The museum says Colescott's interest in critiquing the failure to accurately represent the Black experience in art was the root of his life's work.
“Colescott’s exploration of race, identity, and politics is as pointed and pertinent now as ever and will help catalyze public discussion of pressing issues we are facing as a society,” said Platow. “In presenting the full-sweep of Colescott’s career, our goal is to also assert his seminal contributions to both post-War American art and to contemporary artists today working in the U.S. and internationally.”
You can catch the exhibit said to explore the reality of the "American Dream" at the Sarasota Art Museum from May 29 - Oct. 31.

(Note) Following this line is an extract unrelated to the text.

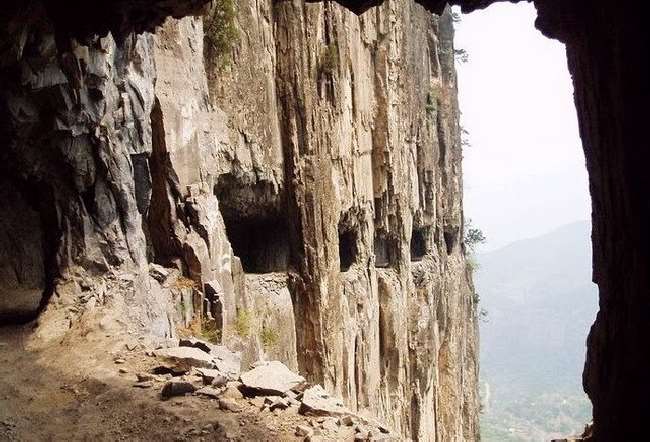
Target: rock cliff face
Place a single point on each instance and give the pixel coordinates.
(310, 192)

Joining Colescott's exhibit for a stint in the Tampa Bay area will also be "Charles McGill: In the Rough."
Charles McGill, in addition to being an artist, was a golf teaching professional whose two passions joined forces in his assemblage works that re-purposed elements of vintage golf bags.
According to the museum, he re-imagined the materials into abstract sculptures that look to spark discussion on exclusion, privilege and racial and class inequities.
You can catch the exhibit at the Sarasota Art Museum from May 29 - Nov. 14.